The insanely beautiful bar top and table tops were milled, designed, and built by DJ Shalvey of Second Life: Arborist Co. and Fine Woodworking of Wheeling using a tree that came down only a few hundred yards from the building.

Endless Drywall

Graham Elliott of Endless Drywall in Fayetteville did a fabulous job of cladding all of our new and old walls which were an endless enigma of angles. Toby Klinger of Paradigm LLC in Fayetteville finished it.
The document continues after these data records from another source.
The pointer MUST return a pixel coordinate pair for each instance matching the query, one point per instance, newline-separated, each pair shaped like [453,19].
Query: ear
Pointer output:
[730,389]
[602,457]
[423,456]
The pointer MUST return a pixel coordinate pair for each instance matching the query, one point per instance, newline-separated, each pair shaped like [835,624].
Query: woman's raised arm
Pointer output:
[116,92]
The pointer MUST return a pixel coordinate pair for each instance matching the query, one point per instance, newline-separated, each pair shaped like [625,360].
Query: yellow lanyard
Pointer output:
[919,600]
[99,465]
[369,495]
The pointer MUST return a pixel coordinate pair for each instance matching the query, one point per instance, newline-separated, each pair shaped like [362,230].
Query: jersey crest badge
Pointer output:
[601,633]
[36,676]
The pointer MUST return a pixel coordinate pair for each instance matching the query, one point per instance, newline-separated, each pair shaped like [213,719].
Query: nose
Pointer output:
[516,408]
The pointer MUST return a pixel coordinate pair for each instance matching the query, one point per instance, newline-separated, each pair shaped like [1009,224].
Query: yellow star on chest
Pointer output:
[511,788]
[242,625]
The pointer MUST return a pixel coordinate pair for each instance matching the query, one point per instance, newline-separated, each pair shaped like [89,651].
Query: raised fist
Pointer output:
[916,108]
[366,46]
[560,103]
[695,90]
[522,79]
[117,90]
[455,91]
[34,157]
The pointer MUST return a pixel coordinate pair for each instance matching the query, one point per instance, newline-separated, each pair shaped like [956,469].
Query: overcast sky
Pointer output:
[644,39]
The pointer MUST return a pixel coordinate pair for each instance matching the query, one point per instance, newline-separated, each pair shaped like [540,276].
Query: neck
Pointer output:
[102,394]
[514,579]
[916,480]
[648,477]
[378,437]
Our food and beer are cold thanks to the efforts and expertise of HSC in Beckley who replaced all of the components of a cooler that originally housed drinks when the building was a gas station.

Praxis Electrical

The massive undertaking of rewiring the entire building, hooking up electrical equipment, and installing light fixtures was performed by the multi-talented Chris Danz and the dynamic duo of Eric and Erin at Praxis Electrical of Fayetteville. They were supplied by the patient and resourceful Rick and Tom at Skyline Electrical Supply in Oak Hill.

To all of our family and friends who pitched in and provided encouragement, entertainment, opinions, caffeine, and whiskey as needed – thank you and we love you – Adam, Alison, Alvie, Brian, Darlene, David, Deb, Elizabeth, Gene, G Wayne, Haynes, Holly, JD, James, Jason, Jay, Jenny, Jessa, Josie, Judge, Keith, Kim, Lenza, Leo, Lewis, Luke, Marcus, Matt, Matthew, Maura, Mike, Nathan, Neil, Pat, Paul, Parker, Pervis, Phil, Porter, Rachel, Rudy, Sally, Sarah, Scott, Shawn, Stella, Tashia, Terry, Tim, Tom.